Evet sevgili yollar da en az benim kadar umutsuz şimdi. Bakkal Ali amca arada bir çocukluktan kalma bir alışkanlık elime o mandalina şekerlerden tutuşturuyor. Gözlerim doluyor birden. Başımı seninle daima buluştuğumuz o yolun sonuna çevriyorum. Yoksun işte. Elimde mandalina şekerler kadar gerçek bir sensizlik kalıyor.
Zamansızlık üşüşüyor zihnime. Sahi zamandan bahsetmek ne saçma artık.
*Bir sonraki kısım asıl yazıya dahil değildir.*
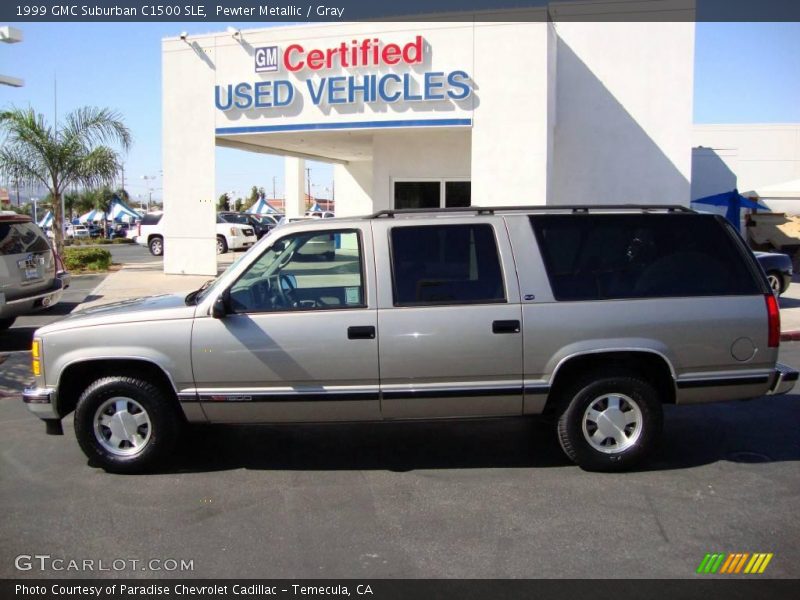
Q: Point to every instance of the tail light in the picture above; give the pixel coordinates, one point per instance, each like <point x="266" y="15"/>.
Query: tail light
<point x="36" y="357"/>
<point x="773" y="321"/>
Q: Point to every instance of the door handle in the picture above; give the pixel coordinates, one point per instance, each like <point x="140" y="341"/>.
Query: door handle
<point x="505" y="327"/>
<point x="361" y="332"/>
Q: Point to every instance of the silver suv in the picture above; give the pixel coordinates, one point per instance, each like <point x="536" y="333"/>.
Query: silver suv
<point x="595" y="317"/>
<point x="31" y="275"/>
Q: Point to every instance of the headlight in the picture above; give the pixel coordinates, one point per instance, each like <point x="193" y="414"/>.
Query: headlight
<point x="36" y="357"/>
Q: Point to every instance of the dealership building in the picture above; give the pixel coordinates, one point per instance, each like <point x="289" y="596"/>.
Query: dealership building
<point x="430" y="114"/>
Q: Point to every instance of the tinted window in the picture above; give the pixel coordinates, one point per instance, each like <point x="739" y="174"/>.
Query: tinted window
<point x="306" y="271"/>
<point x="21" y="238"/>
<point x="595" y="257"/>
<point x="446" y="264"/>
<point x="151" y="219"/>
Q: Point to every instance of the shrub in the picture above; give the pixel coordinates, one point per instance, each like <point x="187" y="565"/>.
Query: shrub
<point x="87" y="259"/>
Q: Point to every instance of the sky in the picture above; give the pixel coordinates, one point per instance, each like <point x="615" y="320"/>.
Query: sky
<point x="744" y="73"/>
Seninle olacağımız zaman, sinemaya gideceğimiz zaman, pencerede beni beklediğin zaman, boğazda kahvaltı yapacağımız zaman... Senli dilimlere bölmüşken ömrümü koskoca bir boşluk sarıyor varlığımı. Olmayışına mı yazmalı artık şiirleri bilmem ki.
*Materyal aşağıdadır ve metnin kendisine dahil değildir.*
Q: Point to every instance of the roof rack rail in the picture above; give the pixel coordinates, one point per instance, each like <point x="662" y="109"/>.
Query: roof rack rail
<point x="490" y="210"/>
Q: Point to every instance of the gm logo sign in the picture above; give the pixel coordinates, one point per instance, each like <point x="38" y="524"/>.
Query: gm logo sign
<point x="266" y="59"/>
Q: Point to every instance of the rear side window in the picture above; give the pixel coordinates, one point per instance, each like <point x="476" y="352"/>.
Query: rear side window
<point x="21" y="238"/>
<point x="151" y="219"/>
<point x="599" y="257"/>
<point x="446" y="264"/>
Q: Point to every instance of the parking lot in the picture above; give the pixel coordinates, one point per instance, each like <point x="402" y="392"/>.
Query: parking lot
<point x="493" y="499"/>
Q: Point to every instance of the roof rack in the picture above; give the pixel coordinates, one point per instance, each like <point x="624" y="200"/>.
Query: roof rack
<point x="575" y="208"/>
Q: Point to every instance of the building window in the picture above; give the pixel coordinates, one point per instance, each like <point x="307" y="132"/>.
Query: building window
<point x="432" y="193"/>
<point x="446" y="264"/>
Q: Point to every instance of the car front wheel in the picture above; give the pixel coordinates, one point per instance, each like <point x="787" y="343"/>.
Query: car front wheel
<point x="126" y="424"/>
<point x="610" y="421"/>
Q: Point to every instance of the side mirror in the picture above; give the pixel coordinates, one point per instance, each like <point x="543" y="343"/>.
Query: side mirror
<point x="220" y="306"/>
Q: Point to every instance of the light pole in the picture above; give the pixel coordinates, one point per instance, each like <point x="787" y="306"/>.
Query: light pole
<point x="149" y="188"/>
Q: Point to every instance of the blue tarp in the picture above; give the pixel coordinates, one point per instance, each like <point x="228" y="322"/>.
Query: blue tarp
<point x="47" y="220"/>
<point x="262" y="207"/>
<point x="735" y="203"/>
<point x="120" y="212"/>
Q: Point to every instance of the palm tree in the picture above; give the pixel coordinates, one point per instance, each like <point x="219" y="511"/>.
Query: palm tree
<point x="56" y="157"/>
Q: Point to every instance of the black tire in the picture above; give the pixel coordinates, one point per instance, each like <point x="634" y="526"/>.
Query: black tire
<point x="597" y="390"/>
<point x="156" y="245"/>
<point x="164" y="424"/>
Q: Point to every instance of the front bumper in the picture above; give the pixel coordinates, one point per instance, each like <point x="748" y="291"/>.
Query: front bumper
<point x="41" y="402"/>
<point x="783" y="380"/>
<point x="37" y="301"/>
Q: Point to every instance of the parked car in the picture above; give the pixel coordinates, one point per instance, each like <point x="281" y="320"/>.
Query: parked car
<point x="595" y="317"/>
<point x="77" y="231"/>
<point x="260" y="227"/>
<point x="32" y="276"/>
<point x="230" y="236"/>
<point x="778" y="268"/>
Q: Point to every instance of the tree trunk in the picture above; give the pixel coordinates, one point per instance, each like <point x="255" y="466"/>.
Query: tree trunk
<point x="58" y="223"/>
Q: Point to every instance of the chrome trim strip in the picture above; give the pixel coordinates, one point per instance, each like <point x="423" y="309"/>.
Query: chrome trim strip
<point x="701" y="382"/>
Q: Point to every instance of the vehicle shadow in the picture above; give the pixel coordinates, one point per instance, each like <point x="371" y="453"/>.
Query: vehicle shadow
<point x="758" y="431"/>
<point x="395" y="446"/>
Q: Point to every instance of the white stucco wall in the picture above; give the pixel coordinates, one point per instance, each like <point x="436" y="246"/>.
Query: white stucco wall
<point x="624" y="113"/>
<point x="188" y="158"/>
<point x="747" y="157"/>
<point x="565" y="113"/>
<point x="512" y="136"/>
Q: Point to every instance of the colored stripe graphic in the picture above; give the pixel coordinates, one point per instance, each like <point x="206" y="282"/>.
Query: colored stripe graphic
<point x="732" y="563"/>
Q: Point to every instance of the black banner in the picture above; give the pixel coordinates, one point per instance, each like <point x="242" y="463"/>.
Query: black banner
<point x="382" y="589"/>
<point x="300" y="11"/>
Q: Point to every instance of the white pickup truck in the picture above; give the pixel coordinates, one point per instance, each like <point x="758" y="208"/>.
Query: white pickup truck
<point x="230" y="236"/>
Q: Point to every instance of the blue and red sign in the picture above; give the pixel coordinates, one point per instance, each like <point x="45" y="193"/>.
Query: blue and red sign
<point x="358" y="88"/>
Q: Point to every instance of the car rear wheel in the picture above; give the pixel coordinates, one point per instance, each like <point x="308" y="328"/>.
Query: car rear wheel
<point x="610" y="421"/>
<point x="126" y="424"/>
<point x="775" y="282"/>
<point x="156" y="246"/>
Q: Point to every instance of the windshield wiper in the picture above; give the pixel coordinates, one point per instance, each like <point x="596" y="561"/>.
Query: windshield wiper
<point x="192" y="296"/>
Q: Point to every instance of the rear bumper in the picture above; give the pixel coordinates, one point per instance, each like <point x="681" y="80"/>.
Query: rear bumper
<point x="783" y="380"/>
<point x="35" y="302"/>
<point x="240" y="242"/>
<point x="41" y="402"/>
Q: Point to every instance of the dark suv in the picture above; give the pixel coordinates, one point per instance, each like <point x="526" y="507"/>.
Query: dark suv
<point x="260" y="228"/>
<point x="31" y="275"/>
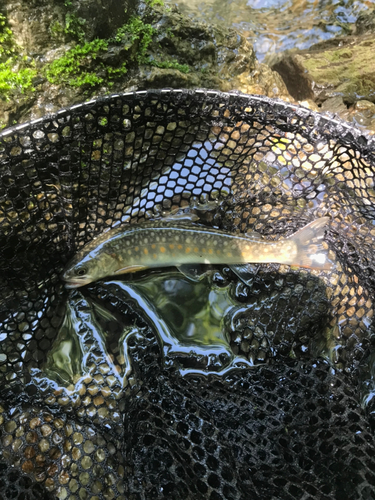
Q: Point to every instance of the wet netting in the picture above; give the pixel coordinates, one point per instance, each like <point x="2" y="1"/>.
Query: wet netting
<point x="97" y="401"/>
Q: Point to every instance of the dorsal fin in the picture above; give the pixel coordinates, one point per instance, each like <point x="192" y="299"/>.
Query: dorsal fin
<point x="253" y="235"/>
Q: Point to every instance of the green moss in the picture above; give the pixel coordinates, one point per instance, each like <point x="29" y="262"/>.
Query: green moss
<point x="11" y="80"/>
<point x="154" y="3"/>
<point x="136" y="31"/>
<point x="75" y="68"/>
<point x="7" y="45"/>
<point x="72" y="68"/>
<point x="16" y="73"/>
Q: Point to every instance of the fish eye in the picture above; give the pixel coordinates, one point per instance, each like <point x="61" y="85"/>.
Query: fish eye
<point x="81" y="271"/>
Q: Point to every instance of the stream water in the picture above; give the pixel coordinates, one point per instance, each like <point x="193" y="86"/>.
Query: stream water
<point x="276" y="25"/>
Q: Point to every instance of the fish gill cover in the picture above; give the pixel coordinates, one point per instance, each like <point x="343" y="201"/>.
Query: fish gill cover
<point x="158" y="386"/>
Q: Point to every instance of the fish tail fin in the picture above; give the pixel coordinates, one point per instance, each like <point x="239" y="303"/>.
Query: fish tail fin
<point x="310" y="250"/>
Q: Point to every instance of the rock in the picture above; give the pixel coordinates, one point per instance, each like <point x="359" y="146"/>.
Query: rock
<point x="263" y="81"/>
<point x="180" y="52"/>
<point x="38" y="24"/>
<point x="344" y="66"/>
<point x="365" y="23"/>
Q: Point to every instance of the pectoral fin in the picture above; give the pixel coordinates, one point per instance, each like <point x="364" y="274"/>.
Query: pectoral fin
<point x="194" y="272"/>
<point x="246" y="272"/>
<point x="130" y="269"/>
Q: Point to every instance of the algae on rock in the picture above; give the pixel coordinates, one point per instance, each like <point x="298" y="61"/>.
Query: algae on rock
<point x="78" y="49"/>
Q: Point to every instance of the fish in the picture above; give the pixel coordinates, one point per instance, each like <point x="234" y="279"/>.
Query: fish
<point x="164" y="243"/>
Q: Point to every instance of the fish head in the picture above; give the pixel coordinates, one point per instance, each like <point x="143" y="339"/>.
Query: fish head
<point x="82" y="271"/>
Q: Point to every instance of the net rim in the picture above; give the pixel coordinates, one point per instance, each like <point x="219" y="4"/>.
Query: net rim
<point x="361" y="138"/>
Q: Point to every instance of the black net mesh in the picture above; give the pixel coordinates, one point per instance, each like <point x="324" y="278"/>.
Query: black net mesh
<point x="93" y="403"/>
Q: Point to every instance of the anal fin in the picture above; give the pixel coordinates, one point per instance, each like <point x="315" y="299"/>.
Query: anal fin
<point x="130" y="269"/>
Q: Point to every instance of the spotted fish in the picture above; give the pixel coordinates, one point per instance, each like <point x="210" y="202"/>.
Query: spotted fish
<point x="169" y="243"/>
Zaten artık ne kurşun kalem alıyorum ne de saman kağıtları. Aynı masada oturuken kağıdın ucunu yavaşça karalayacak bir yürek oturmuyor karşımda. Hiçbir cümlem de gözlerden yansımıyor artık.
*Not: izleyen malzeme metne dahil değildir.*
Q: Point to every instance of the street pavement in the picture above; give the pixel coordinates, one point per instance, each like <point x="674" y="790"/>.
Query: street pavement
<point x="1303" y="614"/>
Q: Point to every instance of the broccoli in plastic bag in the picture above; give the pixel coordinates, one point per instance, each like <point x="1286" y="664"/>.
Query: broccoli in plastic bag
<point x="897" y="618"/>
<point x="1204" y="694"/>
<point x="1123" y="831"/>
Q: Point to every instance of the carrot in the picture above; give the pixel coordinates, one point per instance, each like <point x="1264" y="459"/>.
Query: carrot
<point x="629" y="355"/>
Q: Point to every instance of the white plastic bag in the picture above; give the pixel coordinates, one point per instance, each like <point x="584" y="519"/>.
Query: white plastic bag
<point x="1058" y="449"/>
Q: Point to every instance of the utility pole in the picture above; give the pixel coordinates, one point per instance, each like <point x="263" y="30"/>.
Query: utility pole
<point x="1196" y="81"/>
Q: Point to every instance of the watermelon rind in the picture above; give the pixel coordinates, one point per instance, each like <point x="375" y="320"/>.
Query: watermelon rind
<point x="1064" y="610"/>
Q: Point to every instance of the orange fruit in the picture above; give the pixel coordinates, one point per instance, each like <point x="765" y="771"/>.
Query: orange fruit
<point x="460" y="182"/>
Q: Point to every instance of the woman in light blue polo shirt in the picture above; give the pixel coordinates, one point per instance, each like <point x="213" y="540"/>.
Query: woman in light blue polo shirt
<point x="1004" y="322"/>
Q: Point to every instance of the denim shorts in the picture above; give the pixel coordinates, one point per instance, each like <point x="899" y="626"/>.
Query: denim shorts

Düşünüyorum: Bunu anlayabilir miydin acaba. Şimdi beni bir buhran gibi saran ve bırakmayan sensizliği yani. Hayır sevgili. Anlayamazdın. Çünkü senle olmayı dahi içime sindirememişken sensizlik geldi çöktü omuzlarıma. Ali amca hala gülümseyerek suluyor marullarını. Hatırlarsın belki. Buruşmasınlar diye arada bir yapardı bunu. Sonra usulca göz eder kimseye söylemememiz içi o gün ki şekerlerimizin sayısında cömert davranırdı. Gülümsedim birden sevgili. Çocukluğumun senli geçen yılları benden daha isyankar. Öyleki senin olmayışınla hiç ilgilenmiyorlar. Sakince bir gülümseme yerleştirip yüzüme süzülen gözyaşlarıma inat yaşıyorlar. İsminin yazdığı bu mezar taşı bile engel olamıyor gülümseme.Fakat... Fakat yoksun be sevgili. İçimde her şey düğümlenip kalıyor bu cümleyle. Bir sindiremmezlik sarıyor dünyayı. Eksik kalmış her şey bu cümleden çıkıyor sanki. Martılar susuyor ben gelince kıyıya. Hissediyorlar belli ki yanımdaki senin eksikliğini. Uzakta bir vapur gelişini haber veriyor. İçinden inen yolcuları izliyorum heyecanla. İnanmak öyle zor ki. Anlatmaya kelimelerin yetmeyeceğini söyleceğim ama dilim zaten gidişinle mühürlendi. Ağlamak ulaşılmaz. Çünkü ne zaman çekilse sensizlik dalgasının hüzün kırınları inamamanın mahmurluğu vuruyor kıyıma. Bir tek şu karşımda isminle güzelleşen taş inatla başını dik tutuyor. Bir gerçeğe sabitlemiş kendini. Lakin söylemeye dilim varmıyor.O gerçeği kendi varlığımla kilitledim sevgili. Ne zaman ki yokluk çalar kapımı o zaman vuslatına kapılıp gelirken ben yanına açılacak kelimelerin dili.Şimdi o sokağa döneceğim. Giderken martılara selamın söyleyeceğim. Ve inatla kapının önünde durup senin çıkmanı bekleyeceğim. Vapurun geliş saatlerini kaçırmayacağım.
Sensizlikle her gün daha da boğulan şu yaşamımın belki de tek güzel kalan yanı şimdiyi senli çocukluk anılarına boyayıp öylece beklemek... ve asla son bulmayacak son söz: seni seviyorum sevgili....
YORUMLAR
İçsellemelerin akıcılıkla yazıya dökülmesini kutluyorum. Dil yalın, kelimeler yerli yerinde...
Keyfe keder bir olmamışlığı (bana göre) söylemem gerekirse; ilk paragrafta ki "...bir tek... " kelimeleri olmamalıymış orda. Cümle onlarla okununca yoruyor dili sanki.
Saygı ile...
sen yoksun sevgili içimdeki sevda yetim kaldı,sen yoksun sevgili gözlerime bakıyorum inatla senden bişeyler bulmak için,aaaah sen yoksun sevgili yağmurlar gözlerime emanet,sen yoksun sevgili aslında içimin taaa içisin sen....
yokluk ve daha da kötüsü ona alışmaya çalışmak...kaleminizin daim olması dileğiyle...yüreğinize sağlık.